There are two usage modes:

  1. Composable (wrapper) — wrap the retriever once, let it evaluate every live retrieval. Use this in development, staging, or low-traffic production to surface regressions as they happen.
  2. One-shot (evaluate_retriever) — run a fixed dataset of Case(query=..., context=ground_truth) through the retriever and return scored results.

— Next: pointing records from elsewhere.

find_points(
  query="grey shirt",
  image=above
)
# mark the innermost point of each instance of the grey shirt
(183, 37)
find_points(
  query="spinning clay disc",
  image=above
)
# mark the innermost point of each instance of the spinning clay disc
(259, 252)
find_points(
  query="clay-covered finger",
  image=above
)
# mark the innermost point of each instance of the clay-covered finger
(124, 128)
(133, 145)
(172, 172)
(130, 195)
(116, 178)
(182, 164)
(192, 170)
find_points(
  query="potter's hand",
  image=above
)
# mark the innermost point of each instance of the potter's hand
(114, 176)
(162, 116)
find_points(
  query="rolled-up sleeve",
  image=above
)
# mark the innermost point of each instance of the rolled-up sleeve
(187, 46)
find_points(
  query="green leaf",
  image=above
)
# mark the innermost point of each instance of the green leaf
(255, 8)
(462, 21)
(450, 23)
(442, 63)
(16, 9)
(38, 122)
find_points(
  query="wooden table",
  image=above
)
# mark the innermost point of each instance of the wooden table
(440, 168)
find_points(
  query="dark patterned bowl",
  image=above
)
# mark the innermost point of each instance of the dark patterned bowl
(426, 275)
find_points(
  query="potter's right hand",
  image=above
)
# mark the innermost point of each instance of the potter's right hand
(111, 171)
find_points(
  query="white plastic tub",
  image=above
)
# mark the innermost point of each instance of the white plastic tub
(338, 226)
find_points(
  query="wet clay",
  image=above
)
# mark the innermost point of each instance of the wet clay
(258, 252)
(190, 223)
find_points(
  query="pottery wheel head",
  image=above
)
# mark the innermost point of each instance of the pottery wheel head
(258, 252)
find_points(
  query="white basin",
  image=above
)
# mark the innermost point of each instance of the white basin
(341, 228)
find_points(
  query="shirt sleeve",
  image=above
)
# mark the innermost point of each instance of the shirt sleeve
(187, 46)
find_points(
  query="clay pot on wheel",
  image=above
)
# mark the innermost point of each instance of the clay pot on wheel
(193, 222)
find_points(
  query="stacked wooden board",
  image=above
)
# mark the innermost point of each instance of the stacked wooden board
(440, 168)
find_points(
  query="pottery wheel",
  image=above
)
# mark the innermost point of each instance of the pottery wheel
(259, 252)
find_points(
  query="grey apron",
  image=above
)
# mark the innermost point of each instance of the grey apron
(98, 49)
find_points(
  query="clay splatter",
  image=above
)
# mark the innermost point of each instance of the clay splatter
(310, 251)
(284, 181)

Use this in CI as a regression gate.
from checkllm.datasets.case import Case
from checkllm.integrations.langchain_retriever import evaluate_retriever

cases = [
    Case(input="What is Python?", context="Python is a high-level language."),
    Case(input="Who created Linux?", context="Linus Torvalds created Linux."),
]

records = await evaluate_retriever(
    retriever=vectorstore.as_retriever(),
    cases=cases,
    metrics=["context_precision", "context_recall"],
    judge=judge,
)

overall = sum(r.pass_rate for r in records) / len(records)
assert overall >= 0.9, f"Retriever regressed: {overall:.2f}"

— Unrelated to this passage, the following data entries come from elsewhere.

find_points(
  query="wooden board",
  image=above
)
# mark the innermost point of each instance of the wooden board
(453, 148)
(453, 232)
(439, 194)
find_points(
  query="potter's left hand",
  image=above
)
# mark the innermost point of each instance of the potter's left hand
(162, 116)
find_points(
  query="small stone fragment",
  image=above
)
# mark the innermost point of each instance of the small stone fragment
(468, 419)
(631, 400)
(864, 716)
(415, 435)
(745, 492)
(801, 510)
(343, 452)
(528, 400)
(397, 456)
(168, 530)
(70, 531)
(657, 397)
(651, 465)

Interpreting retrieval metrics

Metric What it answers Needs judge Needs ground truth
context_precision Are relevant chunks ranked first? yes yes (expected)
context_recall Did we retrieve enough to answer? yes yes (expected)
context_relevance How much of the retrieved text is on-topic? yes no
nonllm_context_precision Same as precision, but via word overlap (zero cost) no yes
nonllm_context_recall Same as recall, but via word overlap (zero cost) no yes
noise_sensitivity Does irrelevant context change the output? yes no

Start with the nonllm_* variants for quick CI gates, then add the LLM-based variants once you have a judge budget.

CI integration example

# .github/workflows/retriever-regression.yml
- name: Retriever regression
  run: |
    python -m pytest tests/retriever_eval/ -q
# tests/retriever_eval/test_retriever.py
import asyncio
import pytest

from checkllm.datasets.case import Case
from checkllm.integrations.langchain_retriever import evaluate_retriever
from myapp.retrieval import build_retriever

FIXTURES = [
    Case(input="What is Python?", context="Python is a high-level language."),
    Case(input="Who created Linux?", context="Linus Torvalds created Linux."),
]

def test_retriever_meets_baseline():
    retriever = build_retriever()
    records = asyncio.run(
        evaluate_retriever(
            retriever,
            cases=FIXTURES,
            metrics=["nonllm_context_precision", "nonllm_context_recall"],
        )
    )
    pass_rate = sum(r.pass_rate for r in records) / len(records)
    assert pass_rate >= 0.8, f"Retriever pass rate {pass_rate:.2f} below baseline"

Comparison vs Ragas

Ragas pioneered retriever-level evaluation but couples it tightly to its own runner. CheckLLM's retriever wrappers fit into whichever orchestrator you already use:

  • Framework-native: CheckllmRetrieverWrapper subclasses LangChain's BaseRetriever and LlamaIndex's BaseRetriever, so it works everywhere those types work -- RetrievalQA, QueryEngine, LCEL pipelines, agent tools -- without code changes.
  • Cost-aware: every RetrievalEvalResult carries total_cost, so you can enforce per-query or per-suite judge budgets with the existing CheckLLM budget primitives.
  • Non-LLM path: the nonllm_context_* metrics are a zero-cost CI gate equivalent to Ragas's lexical baselines, but first-class in the API.
  • Same CheckResult: retriever metrics emit the same CheckResult your other guardrails and output metrics emit, so dashboards, Prometheus exporters, and Langfuse traces stay unified.

If you are migrating from Ragas, most pipelines only need to rename context_precision / context_recall / context_relevance and replace the Ragas runner with evaluate_retriever.